Lightning defenseman Mikhail Sergachev gets sandwiched as he is checked by Panthers center Frank Vatrano (77) and right wing Patric Hornqvist (70) during first-period action.
Lightning defenseman Mikhail Sergachev gets sandwiched as he is checked by Panthers center Frank Vatrano (77) and right wing Patric Hornqvist (70) during first-period action. [ DIRK SHADD | Times ]

From the first big hit early in the first period, when Patric Hornqvist and Frank Vatrano sandwiched Lightning defenseman Mikhail Sergachev into the end boards, the Panthers set a physical tone.

Florida had 20 of the 29 total hits in the period and 54 of the 90 in the game.

It appeared to work in the Panthers’ favor early on, as MacKenzie Weegar managed to pull Kucherov into the penalty box with him after a scrum along the side boards, and Florida seemed to have the better of the 4-on-4 play that resulted from all of the extracurricular activity.

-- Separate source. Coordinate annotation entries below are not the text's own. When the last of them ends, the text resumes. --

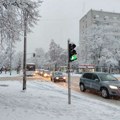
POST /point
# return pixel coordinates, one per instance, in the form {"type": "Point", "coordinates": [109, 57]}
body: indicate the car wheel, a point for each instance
{"type": "Point", "coordinates": [104, 93]}
{"type": "Point", "coordinates": [82, 87]}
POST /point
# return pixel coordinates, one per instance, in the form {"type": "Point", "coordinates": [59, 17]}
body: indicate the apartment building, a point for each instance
{"type": "Point", "coordinates": [95, 17]}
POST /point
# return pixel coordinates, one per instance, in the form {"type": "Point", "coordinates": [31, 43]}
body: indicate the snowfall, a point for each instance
{"type": "Point", "coordinates": [44, 100]}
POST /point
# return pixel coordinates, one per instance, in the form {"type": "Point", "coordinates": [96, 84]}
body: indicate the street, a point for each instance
{"type": "Point", "coordinates": [74, 87]}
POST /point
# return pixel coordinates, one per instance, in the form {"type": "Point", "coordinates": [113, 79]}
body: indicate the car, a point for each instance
{"type": "Point", "coordinates": [104, 83]}
{"type": "Point", "coordinates": [46, 74]}
{"type": "Point", "coordinates": [58, 76]}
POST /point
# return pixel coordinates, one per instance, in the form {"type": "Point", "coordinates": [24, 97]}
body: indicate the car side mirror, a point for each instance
{"type": "Point", "coordinates": [97, 80]}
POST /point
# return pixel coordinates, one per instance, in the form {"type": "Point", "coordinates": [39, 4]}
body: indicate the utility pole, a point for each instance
{"type": "Point", "coordinates": [72, 55]}
{"type": "Point", "coordinates": [24, 54]}
{"type": "Point", "coordinates": [69, 81]}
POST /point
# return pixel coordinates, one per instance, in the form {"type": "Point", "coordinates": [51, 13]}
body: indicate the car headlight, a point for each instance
{"type": "Point", "coordinates": [57, 77]}
{"type": "Point", "coordinates": [113, 87]}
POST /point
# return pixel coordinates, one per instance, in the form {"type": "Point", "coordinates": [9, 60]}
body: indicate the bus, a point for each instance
{"type": "Point", "coordinates": [30, 69]}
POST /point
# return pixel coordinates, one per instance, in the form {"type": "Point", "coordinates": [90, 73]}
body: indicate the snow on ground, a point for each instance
{"type": "Point", "coordinates": [13, 74]}
{"type": "Point", "coordinates": [47, 101]}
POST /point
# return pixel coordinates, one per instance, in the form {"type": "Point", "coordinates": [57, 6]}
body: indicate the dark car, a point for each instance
{"type": "Point", "coordinates": [58, 76]}
{"type": "Point", "coordinates": [102, 82]}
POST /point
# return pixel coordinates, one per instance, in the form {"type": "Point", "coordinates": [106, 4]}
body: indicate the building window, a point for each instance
{"type": "Point", "coordinates": [96, 16]}
{"type": "Point", "coordinates": [106, 18]}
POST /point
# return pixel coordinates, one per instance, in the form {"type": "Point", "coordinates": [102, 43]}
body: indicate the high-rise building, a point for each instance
{"type": "Point", "coordinates": [95, 17]}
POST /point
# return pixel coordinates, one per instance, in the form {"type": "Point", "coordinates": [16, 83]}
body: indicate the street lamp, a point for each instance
{"type": "Point", "coordinates": [25, 13]}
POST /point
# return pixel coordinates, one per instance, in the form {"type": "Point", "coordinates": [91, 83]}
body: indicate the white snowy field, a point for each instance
{"type": "Point", "coordinates": [47, 101]}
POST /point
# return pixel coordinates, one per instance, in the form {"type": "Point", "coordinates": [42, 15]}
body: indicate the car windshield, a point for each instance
{"type": "Point", "coordinates": [107, 77]}
{"type": "Point", "coordinates": [58, 73]}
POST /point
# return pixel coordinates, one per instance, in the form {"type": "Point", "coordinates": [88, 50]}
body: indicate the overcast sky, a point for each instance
{"type": "Point", "coordinates": [60, 21]}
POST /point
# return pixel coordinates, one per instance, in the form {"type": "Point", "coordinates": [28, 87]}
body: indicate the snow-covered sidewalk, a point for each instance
{"type": "Point", "coordinates": [47, 101]}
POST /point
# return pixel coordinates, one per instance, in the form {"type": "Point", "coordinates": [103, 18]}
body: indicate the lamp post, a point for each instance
{"type": "Point", "coordinates": [24, 54]}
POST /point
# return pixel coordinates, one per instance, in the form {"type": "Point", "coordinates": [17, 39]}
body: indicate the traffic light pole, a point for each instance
{"type": "Point", "coordinates": [69, 81]}
{"type": "Point", "coordinates": [24, 54]}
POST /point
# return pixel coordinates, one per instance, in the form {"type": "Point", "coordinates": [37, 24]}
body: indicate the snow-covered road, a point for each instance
{"type": "Point", "coordinates": [46, 101]}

But as the game moved along, the rough stuff seemed to work against the Panthers. It resulted in four power-play opportunities for the Lightning, and Tampa Bay scored on three of them. Tough luck.

Grade: B

Insult to injury

Lightning center Blake Coleman shoots and scores short-handed to beat Panthers goaltender Sergei Bobrovsky for the first goal of the game.
Lightning center Blake Coleman shoots and scores short-handed to beat Panthers goaltender Sergei Bobrovsky for the first goal of the game. [ DIRK SHADD | Times ]

The Panthers appeared to open the scoring when Sam Bennett stuffed a puck behind Andrei Vasilevskiy just over seven minutes into the game. But the goal was disallowed when officials ruled that Bennett had pushed Vasilevskiy’s left leg pad with his stick.

If Florida coach Joel Quenneville was upset about the call, he was absolutely incensed moments later.

In what appeared to be a set play off the neutral-zone faceoff, Lightning defenseman Ryan McDonagh banked a pass off the side wall to Yanni Gourde, who collected the puck just inside the Panthers zone and fed Blake Coleman in the slot. Coleman beat Sergei Bobrovsky high on the glove side with a backhand shot, putting Tampa Bay ahead instead.